6) Attempts by governments to suppress such legal, honorable and historically important activities are oppressive even if they are done due to indifference.
7) Any level of government worried about deaths due to firearms safety have, as their first remedy, teaching firearm use and safety starting in schools and offering free classes to interested adults. There are a variety of local, State and National organizations that will gladly do this for FREE and many police forces have outreach services for just such activities. Firearm safety requires knowledge, not ignorance, so that the general population can better understand the safe exercise of this right.
The historical re-enactors give the key to this: the long lineage of firearms skill, knowledge, production and use.

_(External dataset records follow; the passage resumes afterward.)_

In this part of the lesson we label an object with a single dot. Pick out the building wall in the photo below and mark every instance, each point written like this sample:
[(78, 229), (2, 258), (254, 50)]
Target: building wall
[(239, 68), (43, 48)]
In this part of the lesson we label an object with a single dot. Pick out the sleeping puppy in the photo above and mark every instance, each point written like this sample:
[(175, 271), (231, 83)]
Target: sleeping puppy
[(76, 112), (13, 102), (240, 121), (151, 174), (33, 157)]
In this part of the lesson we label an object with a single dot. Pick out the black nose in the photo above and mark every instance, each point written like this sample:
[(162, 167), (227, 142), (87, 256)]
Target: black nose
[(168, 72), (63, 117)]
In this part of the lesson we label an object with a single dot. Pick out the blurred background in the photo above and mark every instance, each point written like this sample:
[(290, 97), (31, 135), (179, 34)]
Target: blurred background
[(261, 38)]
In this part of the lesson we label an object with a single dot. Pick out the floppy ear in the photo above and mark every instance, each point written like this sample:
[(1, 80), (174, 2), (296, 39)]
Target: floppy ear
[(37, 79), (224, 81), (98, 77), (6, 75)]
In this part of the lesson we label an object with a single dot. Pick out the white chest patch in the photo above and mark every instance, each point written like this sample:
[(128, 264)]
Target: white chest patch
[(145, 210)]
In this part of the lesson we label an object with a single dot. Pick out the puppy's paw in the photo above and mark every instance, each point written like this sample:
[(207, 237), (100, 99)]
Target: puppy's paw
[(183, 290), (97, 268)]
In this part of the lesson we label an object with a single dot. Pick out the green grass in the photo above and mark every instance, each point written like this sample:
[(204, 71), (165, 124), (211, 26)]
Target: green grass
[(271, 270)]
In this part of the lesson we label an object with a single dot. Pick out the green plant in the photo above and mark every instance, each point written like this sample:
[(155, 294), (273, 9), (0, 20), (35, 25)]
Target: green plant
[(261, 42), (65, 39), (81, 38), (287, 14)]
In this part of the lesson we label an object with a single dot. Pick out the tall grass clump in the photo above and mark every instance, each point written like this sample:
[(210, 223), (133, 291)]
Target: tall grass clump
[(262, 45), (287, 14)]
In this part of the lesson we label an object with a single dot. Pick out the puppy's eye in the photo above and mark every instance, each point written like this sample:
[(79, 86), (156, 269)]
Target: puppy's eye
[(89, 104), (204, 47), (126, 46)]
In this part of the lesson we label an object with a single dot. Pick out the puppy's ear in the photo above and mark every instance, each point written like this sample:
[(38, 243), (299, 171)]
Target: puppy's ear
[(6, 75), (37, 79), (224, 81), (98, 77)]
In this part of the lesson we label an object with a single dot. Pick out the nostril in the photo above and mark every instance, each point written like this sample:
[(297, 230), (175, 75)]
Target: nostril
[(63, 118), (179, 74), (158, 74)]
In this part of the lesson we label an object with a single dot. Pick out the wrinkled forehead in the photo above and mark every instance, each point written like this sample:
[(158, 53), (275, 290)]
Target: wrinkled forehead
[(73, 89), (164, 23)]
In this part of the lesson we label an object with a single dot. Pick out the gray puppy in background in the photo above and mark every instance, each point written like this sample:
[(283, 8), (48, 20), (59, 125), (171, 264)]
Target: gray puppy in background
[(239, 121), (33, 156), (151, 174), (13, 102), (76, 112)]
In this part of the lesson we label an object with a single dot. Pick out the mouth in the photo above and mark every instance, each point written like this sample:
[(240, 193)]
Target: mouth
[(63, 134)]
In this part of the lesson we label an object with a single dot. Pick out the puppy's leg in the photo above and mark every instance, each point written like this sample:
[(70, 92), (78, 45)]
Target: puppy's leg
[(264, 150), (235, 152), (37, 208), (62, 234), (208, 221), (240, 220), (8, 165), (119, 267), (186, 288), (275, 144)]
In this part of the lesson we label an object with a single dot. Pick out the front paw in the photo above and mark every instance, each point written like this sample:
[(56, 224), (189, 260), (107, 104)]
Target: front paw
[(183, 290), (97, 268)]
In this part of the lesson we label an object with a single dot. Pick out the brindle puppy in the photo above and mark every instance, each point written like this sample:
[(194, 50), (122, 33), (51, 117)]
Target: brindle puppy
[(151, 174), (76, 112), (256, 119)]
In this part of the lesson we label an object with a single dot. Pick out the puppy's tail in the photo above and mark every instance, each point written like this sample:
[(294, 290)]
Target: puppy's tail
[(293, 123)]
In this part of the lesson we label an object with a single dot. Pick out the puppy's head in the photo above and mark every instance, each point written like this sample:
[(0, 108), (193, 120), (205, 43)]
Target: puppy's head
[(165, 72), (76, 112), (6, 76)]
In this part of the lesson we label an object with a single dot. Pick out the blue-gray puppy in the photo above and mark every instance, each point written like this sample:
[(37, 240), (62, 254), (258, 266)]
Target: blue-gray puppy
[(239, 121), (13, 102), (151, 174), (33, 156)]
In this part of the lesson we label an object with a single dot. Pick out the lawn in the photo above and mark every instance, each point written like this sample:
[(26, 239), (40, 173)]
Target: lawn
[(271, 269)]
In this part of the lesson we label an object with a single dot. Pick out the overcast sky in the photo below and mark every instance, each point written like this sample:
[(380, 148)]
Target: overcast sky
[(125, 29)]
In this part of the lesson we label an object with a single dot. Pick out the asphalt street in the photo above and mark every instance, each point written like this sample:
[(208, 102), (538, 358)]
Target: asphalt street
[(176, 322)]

Actually having a deep-rooted right and exercising it is more than just mere re-enactment or theater: it is the continuation of a long lineage of activities that goes deep into human history and serves as the foundation of civilization. Interacting at a gun show is not re-enactment, it is the act itself. By invoking history, the exception to the Ordinance allows the invocation of the living lineage of that history - the continued right that has been continuous throughout our shared history and having its modern counterparts seen not as individual shows, but the continued exercise of an ancient right that pre-dates the State of California and the United States itself.
This is not just an infringement of rights: it is an infringement upon society's right to defend itself and for the States to be able to defend themselves due to government negligence, inaction or hostility. The history of doing this is paramount: as a free people via the Anglo-Saxon society, we have upheld this capability and see all law abiding citizens that are able-bodied as defenders of society. This is the right of the able-bodied to gather, learn of the best ways to defend themselves and society, and procure such means within all civil guidelines set down by the controlling authorities at the State level. States, themselves, need to be wary of trying to infringe this right, as its ancient roots point to the requirement for upholding the rights of law abiding citizens as they are the backbone of civil society.
We did not become civilized without civil force of arms and we cannot stay civilized without them. The negative liberty of warfare we pass upwards for our protection as a Nation. The positive right of self-defense for oneself, one's family, one's goods and society cannot be abridged. When things go to hell and the organs of government are unable or unwilling to respond, it is up to the citizenry to uphold civil society.
I would place bets that gun shows are far safer than any Municipal or County fair, and more likely to have individuals skilled at first aid there, too. I am certain that even one, single shooting at a gun show would get National exposure. To my knowledge they have been few and far between, with normal assaults and killings far more likely at your local mall than a gun show.
The answer to fears is not scare tactics, but supporting knowledge and responsible use of firearms. Those who use fear wish to control you with it. To deny them that requires knowledge and gives the opportunity builds civil society, discourse and interaction by that learning. That takes patience and an unwillingness to stigmatize others due to your fears. It is sad that man so easily reverts to savage nature and kills his fellow man. It is even sadder when our fellow man is driven by fear to disarm us against our worse nature so that we may not protect our better nature. Those who peddle fear have no interest in you beyond controlling you. And yet it is so easy to be free of such fears.